LanguageMaturitySupported package managersSupported file types
Python1Betapip, pipenv2, poetry, uv.py
JavaScript/TypeScript3Betanpm, pnpm, yarn.js, .ts
Java4Betamaven5, gradle6.java

Footnotes:

  1. When using dependency scanning with pipdeptree, optional dependencies are marked as direct dependencies instead of as transitive dependencies. Static reachability analysis might not identify those packages as in use. For example, requiring passlib[bcrypt] may result in passlib being marked as in_use and bcrypt is marked as not_found. For more details, see pip.
  2. For Python pipenv, static reachability analysis doesn’t support Pipfile.lock files. Support is available only for pipenv.graph.json because it supports a dependency graph.
  3. No support for frontend frameworks.
  4. Java’s dynamic nature causes known issues with higher false negatives.
  5. Use maven.graph.json files as described in the Maven instructions.
  6. Use dependency lock files as described in the Gradle instructions.

Known issues for Java

Static reachability analysis for Java has the following known issues:

  • It detects explicit usage through direct imports, Java reflection patterns, and JDBC connection strings in source code.
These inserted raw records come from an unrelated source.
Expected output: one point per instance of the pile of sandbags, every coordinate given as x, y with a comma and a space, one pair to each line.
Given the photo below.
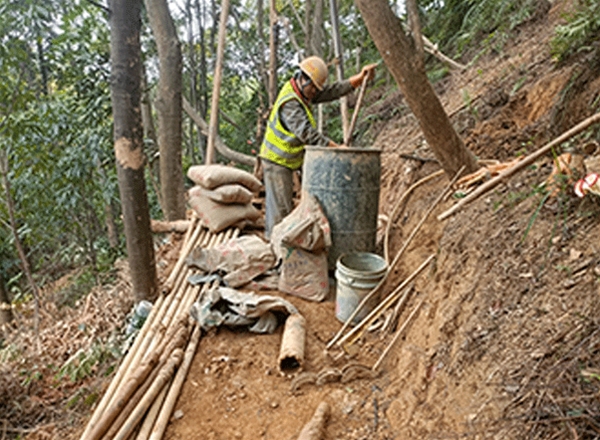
223, 196
300, 241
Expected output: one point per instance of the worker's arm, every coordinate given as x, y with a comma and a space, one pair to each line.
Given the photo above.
366, 73
342, 88
294, 117
333, 91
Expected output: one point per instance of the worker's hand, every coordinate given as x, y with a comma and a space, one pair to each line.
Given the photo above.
367, 73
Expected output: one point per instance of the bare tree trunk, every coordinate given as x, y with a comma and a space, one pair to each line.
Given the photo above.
316, 34
273, 45
152, 154
128, 143
14, 228
401, 57
6, 315
308, 26
223, 149
168, 106
339, 65
214, 108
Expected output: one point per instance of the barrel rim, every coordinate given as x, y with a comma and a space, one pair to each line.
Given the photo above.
343, 149
341, 265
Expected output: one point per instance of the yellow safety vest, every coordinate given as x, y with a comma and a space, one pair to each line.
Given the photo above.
281, 145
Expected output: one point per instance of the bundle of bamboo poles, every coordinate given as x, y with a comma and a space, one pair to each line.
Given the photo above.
140, 399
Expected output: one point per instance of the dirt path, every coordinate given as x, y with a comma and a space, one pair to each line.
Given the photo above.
450, 375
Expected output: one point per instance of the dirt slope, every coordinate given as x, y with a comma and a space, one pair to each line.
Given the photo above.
513, 287
504, 343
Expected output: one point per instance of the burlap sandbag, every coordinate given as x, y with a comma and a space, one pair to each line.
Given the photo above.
217, 216
212, 176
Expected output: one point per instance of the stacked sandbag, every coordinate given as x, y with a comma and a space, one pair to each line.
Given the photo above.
300, 242
223, 195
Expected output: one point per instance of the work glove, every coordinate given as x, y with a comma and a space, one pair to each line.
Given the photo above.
367, 72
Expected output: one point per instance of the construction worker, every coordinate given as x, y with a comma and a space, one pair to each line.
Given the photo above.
291, 126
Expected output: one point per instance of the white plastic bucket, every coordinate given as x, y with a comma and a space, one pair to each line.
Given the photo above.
356, 275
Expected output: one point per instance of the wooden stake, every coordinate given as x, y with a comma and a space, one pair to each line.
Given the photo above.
162, 420
383, 305
313, 430
395, 261
361, 94
163, 377
396, 336
397, 206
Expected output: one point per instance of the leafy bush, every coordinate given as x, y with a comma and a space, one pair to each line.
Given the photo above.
579, 32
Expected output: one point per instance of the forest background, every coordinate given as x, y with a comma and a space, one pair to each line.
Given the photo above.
60, 207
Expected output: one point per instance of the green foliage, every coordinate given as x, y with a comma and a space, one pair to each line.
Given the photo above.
55, 129
458, 25
579, 32
85, 363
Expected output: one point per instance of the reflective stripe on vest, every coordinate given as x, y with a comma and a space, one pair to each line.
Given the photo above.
281, 145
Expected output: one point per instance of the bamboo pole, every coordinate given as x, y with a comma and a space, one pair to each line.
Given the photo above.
372, 293
164, 376
361, 94
130, 402
123, 368
164, 331
186, 249
528, 160
162, 420
396, 336
214, 108
377, 311
397, 206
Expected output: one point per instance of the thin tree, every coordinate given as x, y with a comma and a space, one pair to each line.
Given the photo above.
339, 65
273, 47
6, 315
214, 109
19, 245
405, 62
168, 106
125, 24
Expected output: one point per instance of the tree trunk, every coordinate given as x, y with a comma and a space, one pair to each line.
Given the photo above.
223, 149
339, 65
214, 108
401, 58
6, 315
168, 106
128, 143
20, 250
273, 43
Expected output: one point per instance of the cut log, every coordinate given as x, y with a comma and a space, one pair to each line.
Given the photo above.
173, 226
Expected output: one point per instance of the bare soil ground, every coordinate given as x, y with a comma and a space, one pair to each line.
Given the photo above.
505, 341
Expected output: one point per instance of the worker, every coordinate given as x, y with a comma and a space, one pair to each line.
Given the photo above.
291, 126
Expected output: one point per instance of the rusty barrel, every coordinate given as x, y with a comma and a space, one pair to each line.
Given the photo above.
346, 182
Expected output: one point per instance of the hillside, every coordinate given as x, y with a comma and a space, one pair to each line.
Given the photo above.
503, 342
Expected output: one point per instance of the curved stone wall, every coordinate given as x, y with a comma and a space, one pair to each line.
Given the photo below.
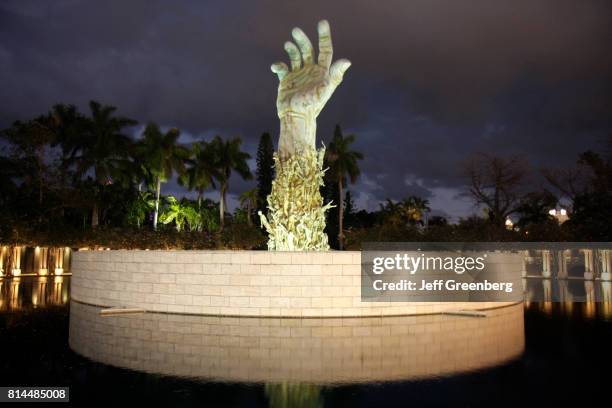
240, 283
320, 351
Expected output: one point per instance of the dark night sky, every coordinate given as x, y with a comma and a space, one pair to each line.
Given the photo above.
431, 83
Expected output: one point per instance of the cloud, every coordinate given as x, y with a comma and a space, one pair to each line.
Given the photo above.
431, 83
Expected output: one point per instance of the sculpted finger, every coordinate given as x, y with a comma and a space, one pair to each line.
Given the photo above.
325, 44
338, 69
280, 69
294, 55
305, 45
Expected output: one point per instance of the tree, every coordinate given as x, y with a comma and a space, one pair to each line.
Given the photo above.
414, 209
228, 157
200, 171
265, 171
179, 212
342, 163
533, 208
248, 200
349, 207
101, 148
496, 183
138, 209
29, 141
163, 157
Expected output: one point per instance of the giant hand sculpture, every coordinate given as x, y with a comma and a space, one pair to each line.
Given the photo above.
296, 214
304, 90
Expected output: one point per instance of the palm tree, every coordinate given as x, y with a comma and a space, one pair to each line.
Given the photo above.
249, 200
102, 148
179, 212
139, 208
163, 157
342, 164
201, 171
415, 209
228, 157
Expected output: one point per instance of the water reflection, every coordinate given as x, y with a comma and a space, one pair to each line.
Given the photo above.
285, 351
591, 299
21, 260
29, 292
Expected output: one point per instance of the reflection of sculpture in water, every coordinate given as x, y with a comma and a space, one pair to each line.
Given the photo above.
287, 395
296, 217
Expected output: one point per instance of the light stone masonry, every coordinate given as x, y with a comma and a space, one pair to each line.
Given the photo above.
239, 283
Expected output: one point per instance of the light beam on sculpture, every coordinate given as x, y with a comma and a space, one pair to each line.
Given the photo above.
296, 213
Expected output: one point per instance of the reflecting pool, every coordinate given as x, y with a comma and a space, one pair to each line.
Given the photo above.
531, 354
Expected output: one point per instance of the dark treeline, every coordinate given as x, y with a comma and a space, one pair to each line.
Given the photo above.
78, 179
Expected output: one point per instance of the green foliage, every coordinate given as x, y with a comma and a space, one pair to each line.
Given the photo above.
228, 157
341, 162
139, 208
410, 211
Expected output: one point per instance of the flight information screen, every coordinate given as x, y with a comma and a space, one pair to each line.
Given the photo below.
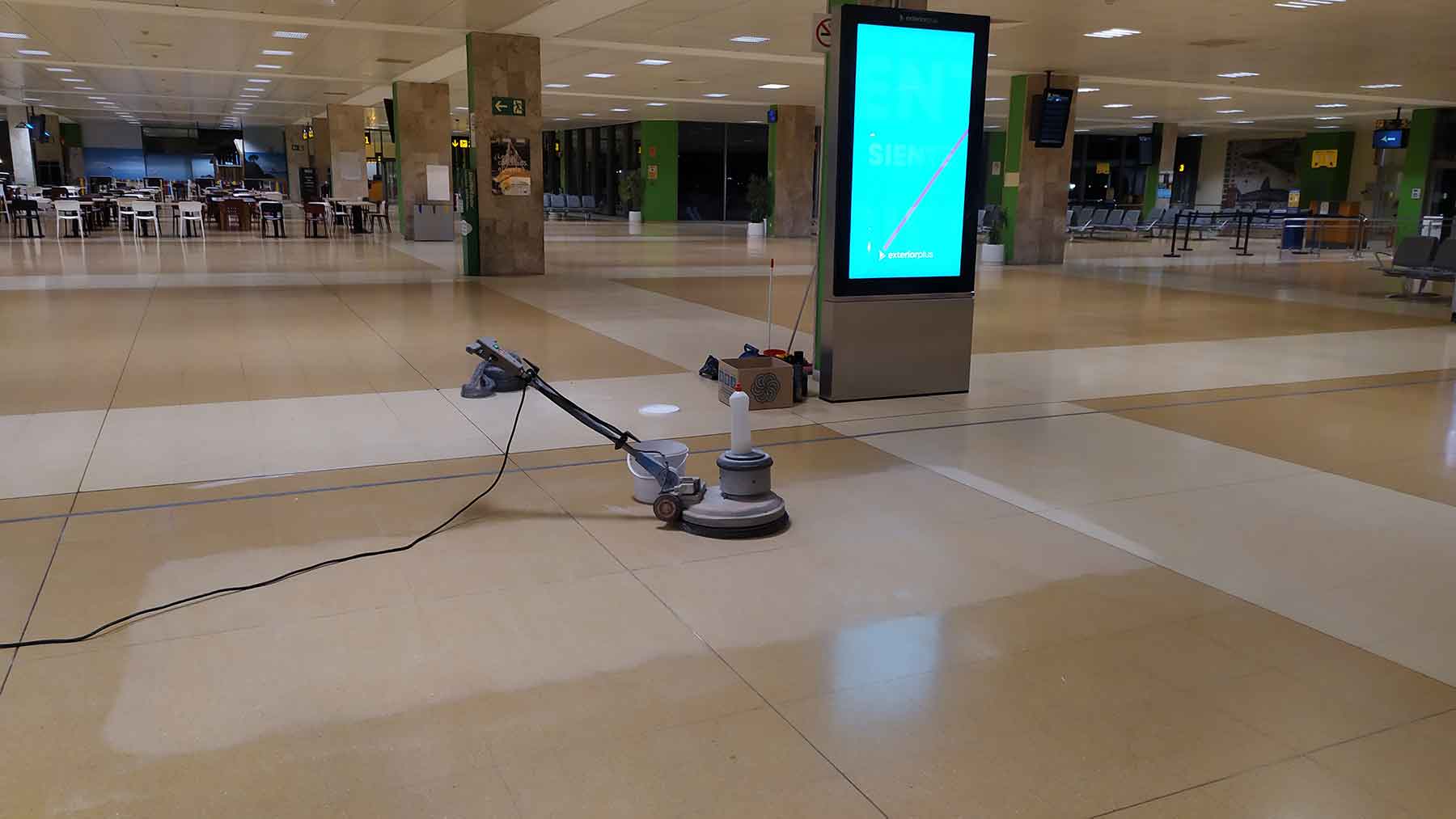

It cannot identify dependencies loaded dynamically at runtime, such as those using dependency injection frameworks like Spring Boot.
  • Coverage is limited to packages in the GitLab advisory database and the most widely-depended-upon packages in Maven Central.

These issues might result in higher false negative rates for projects using modern frameworks.

Offline environment

To run static reachability analysis in an offline environment, you must do an initial setup and perform ongoing maintenance.

Initial setup:

Ongoing maintenance:

  • Update the local dependency scanning (SBOM) image whenever new versions are released.

For Python and Java packages, static reachability analysis uses metadata to map package names from SBOMs to their corresponding code import paths. This metadata is contained in the dependency scanning analyzer’s image. Outdated metadata may result in incomplete or inaccurate reachability analysis.